Practically, this means building personal data infrastructure that operates independently of the legislative calendar. Your state law rights are real and exercisable now. If you are in a state with a comprehensive privacy law, you have the right to access, correct and delete data held by covered entities. Exercising those rights requires knowing who holds your data.
Data broker opt-out is a starting point. The opt-out tools at mydatakey.org are built for people who want to reduce the secondary market footprint of their personal information. That is distinct from, but complementary to, establishing ownership documentation through MyDataKey™ certificates.
The longer-term bet is on a legal environment where provable data provenance matters. Whether that comes through federal property rights legislation, expanded state protections or litigation establishing novel standing theories, the individuals who have documented their data ownership history will be better positioned than those who did not. Establishing that documentation now, at mydatakey.org/signup/, costs nothing to start and creates a record that cannot be retroactively established.

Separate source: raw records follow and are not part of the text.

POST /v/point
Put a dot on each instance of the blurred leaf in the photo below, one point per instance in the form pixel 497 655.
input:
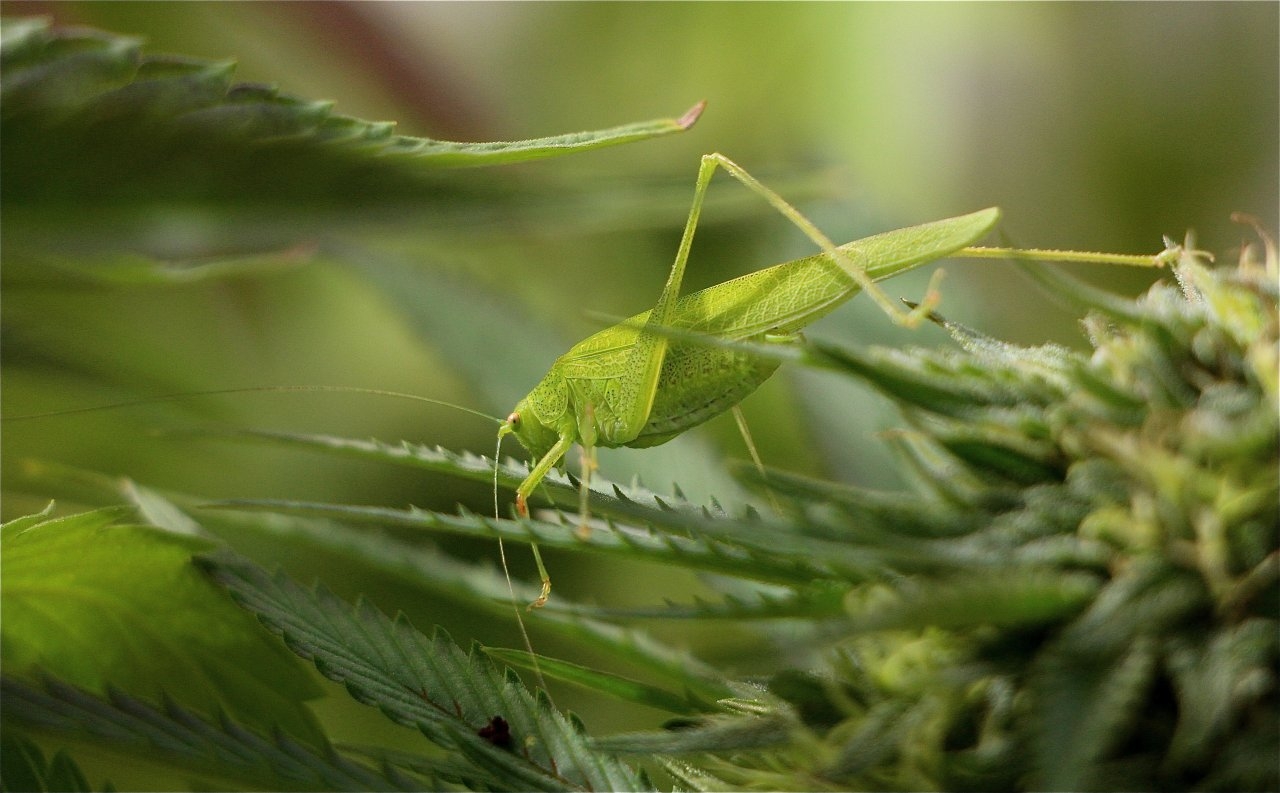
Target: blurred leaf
pixel 216 746
pixel 23 768
pixel 100 601
pixel 429 683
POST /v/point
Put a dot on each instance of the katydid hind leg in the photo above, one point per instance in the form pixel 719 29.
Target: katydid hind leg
pixel 855 270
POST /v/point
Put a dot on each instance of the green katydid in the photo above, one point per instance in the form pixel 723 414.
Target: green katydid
pixel 638 384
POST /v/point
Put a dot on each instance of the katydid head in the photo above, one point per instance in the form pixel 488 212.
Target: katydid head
pixel 529 430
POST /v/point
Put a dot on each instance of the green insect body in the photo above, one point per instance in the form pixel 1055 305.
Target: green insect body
pixel 638 384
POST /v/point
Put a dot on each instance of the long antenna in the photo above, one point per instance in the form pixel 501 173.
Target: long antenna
pixel 341 389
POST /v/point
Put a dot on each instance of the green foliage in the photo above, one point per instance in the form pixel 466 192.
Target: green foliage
pixel 1079 591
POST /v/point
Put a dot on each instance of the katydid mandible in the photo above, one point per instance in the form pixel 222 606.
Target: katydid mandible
pixel 636 385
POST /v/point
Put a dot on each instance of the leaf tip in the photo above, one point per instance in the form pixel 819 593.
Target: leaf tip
pixel 691 115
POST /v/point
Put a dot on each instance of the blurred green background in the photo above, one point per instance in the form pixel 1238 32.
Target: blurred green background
pixel 1093 127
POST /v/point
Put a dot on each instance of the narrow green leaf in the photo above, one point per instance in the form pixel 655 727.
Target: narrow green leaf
pixel 1023 599
pixel 769 562
pixel 603 682
pixel 87 117
pixel 429 683
pixel 708 734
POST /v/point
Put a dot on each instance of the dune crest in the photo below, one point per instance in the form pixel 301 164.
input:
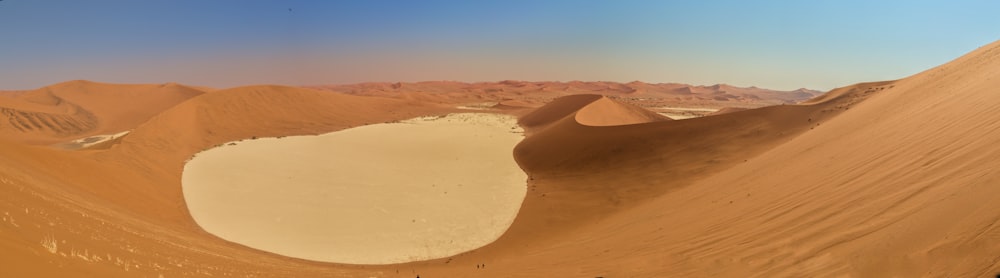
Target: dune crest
pixel 882 179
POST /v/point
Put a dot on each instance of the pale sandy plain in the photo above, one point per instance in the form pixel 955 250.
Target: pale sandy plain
pixel 413 190
pixel 880 179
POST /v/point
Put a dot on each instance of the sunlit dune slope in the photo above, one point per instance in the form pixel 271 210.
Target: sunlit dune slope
pixel 899 185
pixel 879 179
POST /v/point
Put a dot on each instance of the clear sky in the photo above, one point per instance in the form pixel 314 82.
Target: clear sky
pixel 776 44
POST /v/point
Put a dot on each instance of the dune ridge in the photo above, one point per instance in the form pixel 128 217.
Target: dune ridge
pixel 876 179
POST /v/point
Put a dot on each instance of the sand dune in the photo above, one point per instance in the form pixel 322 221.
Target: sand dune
pixel 880 179
pixel 419 189
pixel 77 109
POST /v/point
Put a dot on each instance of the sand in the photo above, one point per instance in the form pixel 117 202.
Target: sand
pixel 419 189
pixel 880 179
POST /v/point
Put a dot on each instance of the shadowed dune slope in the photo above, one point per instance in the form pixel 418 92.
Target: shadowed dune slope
pixel 78 109
pixel 899 185
pixel 874 180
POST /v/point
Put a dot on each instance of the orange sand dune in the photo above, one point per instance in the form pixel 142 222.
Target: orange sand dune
pixel 77 109
pixel 639 93
pixel 873 180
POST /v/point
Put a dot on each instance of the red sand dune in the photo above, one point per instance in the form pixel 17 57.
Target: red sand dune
pixel 876 179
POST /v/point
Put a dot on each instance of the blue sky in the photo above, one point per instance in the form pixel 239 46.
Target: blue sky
pixel 223 43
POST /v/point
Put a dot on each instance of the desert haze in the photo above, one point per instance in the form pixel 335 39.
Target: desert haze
pixel 595 179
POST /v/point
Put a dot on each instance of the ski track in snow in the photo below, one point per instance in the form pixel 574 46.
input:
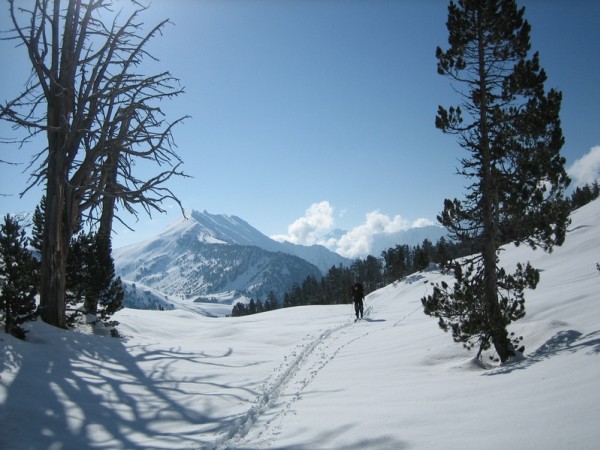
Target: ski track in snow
pixel 285 386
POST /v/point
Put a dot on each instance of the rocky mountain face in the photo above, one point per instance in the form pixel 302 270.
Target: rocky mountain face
pixel 220 258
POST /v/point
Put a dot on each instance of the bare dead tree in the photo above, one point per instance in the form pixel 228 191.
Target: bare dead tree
pixel 99 116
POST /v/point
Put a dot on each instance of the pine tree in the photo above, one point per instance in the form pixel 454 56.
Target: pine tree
pixel 511 129
pixel 19 277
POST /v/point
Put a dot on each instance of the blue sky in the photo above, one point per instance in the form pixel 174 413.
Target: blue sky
pixel 313 115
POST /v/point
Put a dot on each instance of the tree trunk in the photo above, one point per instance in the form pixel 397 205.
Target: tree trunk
pixel 499 335
pixel 54 250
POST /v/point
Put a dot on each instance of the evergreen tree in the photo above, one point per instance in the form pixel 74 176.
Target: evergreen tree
pixel 511 129
pixel 19 277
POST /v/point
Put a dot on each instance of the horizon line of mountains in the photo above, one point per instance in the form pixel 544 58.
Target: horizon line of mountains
pixel 221 258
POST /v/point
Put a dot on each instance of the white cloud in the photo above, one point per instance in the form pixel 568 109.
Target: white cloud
pixel 587 168
pixel 317 220
pixel 357 242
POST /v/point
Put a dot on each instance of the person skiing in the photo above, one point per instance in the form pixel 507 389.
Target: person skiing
pixel 358 294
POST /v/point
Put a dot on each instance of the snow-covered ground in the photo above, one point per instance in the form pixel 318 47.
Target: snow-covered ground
pixel 311 378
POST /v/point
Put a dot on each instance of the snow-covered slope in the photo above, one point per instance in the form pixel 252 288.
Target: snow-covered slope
pixel 311 378
pixel 210 256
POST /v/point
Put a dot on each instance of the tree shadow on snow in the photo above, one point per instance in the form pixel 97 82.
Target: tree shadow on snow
pixel 327 439
pixel 76 391
pixel 565 341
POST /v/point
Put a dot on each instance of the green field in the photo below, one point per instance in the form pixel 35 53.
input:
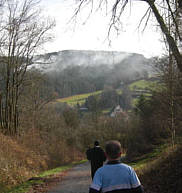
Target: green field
pixel 142 84
pixel 135 86
pixel 78 99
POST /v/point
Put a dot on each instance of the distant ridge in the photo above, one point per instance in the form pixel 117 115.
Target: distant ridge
pixel 62 59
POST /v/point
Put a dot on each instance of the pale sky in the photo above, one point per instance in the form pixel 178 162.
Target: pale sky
pixel 91 33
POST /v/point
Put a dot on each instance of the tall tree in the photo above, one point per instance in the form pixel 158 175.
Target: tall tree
pixel 22 32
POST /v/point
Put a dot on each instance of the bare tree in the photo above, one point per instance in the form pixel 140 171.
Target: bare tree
pixel 22 32
pixel 158 8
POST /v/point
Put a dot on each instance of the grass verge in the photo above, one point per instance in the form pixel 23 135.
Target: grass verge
pixel 26 186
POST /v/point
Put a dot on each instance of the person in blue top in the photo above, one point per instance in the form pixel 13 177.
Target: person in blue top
pixel 115 177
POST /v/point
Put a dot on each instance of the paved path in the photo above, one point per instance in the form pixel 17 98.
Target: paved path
pixel 76 181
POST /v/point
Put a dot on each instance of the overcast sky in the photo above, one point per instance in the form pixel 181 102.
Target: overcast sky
pixel 91 33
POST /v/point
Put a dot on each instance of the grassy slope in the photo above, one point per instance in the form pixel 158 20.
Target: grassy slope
pixel 138 85
pixel 74 100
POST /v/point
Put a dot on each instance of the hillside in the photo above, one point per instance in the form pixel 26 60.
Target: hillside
pixel 73 72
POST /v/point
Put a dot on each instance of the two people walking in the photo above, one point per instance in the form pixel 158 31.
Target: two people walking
pixel 114 176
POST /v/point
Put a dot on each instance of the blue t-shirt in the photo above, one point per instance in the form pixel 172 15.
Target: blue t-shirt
pixel 112 177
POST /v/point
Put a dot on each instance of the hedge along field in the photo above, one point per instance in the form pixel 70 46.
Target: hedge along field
pixel 78 99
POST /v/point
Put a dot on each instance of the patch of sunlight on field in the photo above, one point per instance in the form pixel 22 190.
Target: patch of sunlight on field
pixel 74 100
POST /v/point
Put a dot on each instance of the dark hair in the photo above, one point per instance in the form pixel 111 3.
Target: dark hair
pixel 96 143
pixel 113 149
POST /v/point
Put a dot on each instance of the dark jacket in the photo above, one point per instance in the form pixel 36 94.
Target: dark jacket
pixel 96 156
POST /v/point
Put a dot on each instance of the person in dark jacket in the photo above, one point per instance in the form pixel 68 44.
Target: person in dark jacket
pixel 96 156
pixel 115 177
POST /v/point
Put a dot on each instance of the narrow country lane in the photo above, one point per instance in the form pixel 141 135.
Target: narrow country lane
pixel 77 180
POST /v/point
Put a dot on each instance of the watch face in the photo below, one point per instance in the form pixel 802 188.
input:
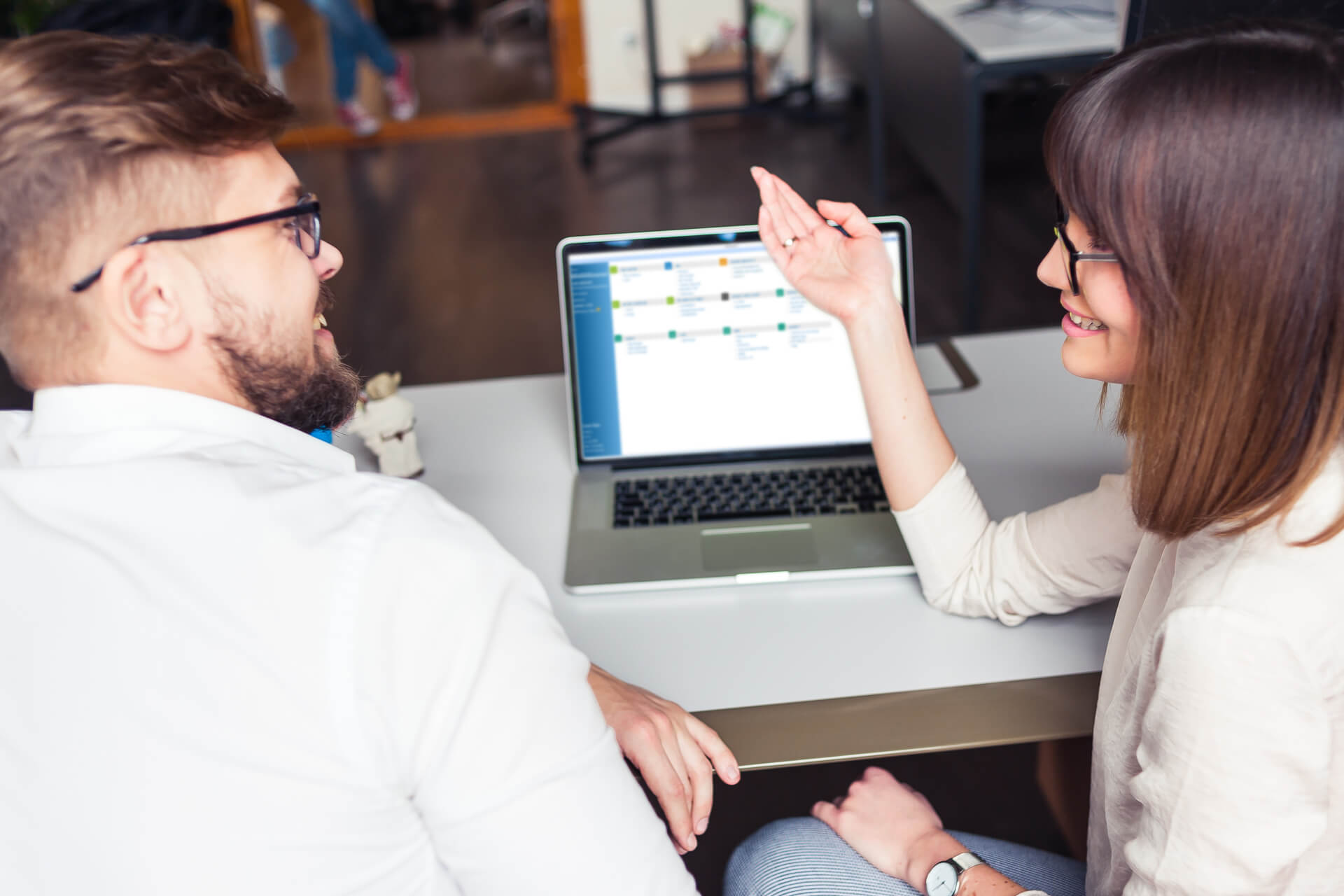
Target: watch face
pixel 942 880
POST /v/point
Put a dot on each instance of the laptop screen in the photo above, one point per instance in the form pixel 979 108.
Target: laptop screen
pixel 694 344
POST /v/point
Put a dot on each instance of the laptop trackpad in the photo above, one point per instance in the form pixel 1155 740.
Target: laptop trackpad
pixel 758 547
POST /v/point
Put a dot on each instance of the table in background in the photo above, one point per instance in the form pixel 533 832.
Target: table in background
pixel 820 671
pixel 927 69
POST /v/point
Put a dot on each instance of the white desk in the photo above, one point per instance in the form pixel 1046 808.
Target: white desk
pixel 1028 435
pixel 1007 34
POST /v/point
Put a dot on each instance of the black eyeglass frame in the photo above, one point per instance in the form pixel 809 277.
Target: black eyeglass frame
pixel 307 204
pixel 1073 254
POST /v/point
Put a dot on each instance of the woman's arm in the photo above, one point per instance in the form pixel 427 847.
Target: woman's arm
pixel 850 277
pixel 1044 562
pixel 898 832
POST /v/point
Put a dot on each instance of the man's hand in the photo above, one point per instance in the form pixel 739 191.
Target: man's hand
pixel 672 750
pixel 891 825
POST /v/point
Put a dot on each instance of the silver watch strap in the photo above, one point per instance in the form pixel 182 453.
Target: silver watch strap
pixel 964 862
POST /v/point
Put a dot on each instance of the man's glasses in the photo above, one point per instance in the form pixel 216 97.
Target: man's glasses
pixel 308 232
pixel 1073 255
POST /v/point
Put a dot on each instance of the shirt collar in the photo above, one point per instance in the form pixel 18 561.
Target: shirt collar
pixel 90 412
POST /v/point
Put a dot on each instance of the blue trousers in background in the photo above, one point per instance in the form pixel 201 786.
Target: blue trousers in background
pixel 351 36
pixel 804 858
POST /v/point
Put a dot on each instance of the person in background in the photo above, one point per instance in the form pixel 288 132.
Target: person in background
pixel 351 36
pixel 229 663
pixel 1199 258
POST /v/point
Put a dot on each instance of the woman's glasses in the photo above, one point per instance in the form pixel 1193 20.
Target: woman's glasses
pixel 308 232
pixel 1073 255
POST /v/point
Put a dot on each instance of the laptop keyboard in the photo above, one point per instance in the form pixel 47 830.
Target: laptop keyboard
pixel 815 491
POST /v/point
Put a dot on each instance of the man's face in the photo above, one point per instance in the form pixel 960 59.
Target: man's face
pixel 267 298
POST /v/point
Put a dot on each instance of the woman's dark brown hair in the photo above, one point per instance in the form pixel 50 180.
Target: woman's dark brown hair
pixel 1212 164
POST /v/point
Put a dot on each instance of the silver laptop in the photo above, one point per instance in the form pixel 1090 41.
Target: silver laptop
pixel 715 418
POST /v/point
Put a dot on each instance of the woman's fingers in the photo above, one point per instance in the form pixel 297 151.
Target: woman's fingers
pixel 806 216
pixel 772 239
pixel 828 813
pixel 848 216
pixel 772 197
pixel 787 216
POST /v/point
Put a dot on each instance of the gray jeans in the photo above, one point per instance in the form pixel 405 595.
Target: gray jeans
pixel 804 858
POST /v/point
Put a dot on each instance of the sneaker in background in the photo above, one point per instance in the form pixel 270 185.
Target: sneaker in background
pixel 358 120
pixel 402 99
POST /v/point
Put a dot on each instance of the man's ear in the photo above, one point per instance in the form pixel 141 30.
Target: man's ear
pixel 144 298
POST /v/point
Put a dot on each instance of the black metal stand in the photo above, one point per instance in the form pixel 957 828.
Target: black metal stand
pixel 628 121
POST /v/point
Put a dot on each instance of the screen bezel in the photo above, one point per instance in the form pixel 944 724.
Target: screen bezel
pixel 573 246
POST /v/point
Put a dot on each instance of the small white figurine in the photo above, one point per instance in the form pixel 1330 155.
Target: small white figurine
pixel 386 422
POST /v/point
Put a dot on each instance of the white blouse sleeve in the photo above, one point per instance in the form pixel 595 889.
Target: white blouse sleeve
pixel 1050 561
pixel 1233 761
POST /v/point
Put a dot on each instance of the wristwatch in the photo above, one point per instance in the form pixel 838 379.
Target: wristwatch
pixel 945 878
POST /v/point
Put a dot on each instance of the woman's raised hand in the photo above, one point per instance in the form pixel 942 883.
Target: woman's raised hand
pixel 843 276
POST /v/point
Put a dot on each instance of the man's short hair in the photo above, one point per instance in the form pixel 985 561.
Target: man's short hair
pixel 89 128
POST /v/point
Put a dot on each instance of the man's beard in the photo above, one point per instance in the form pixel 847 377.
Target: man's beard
pixel 281 387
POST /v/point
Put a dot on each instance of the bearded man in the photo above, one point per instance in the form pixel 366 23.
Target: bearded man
pixel 209 680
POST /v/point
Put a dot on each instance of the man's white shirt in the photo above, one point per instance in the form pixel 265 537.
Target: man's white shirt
pixel 232 664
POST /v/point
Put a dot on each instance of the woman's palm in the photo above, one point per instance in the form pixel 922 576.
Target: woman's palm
pixel 835 272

The US will have a federal privacy law eventually. The question is whether it will be designed to protect individuals or to protect the industry infrastructure built on the absence of one. That outcome is not yet determined. The state-level activity, the ADPPA's near-passage and the growing body of international regulatory pressure all suggest the window is narrowing for the current data economy to operate unchanged. The people best positioned for that shift are the ones who treated their data as an asset before the law required anyone else to.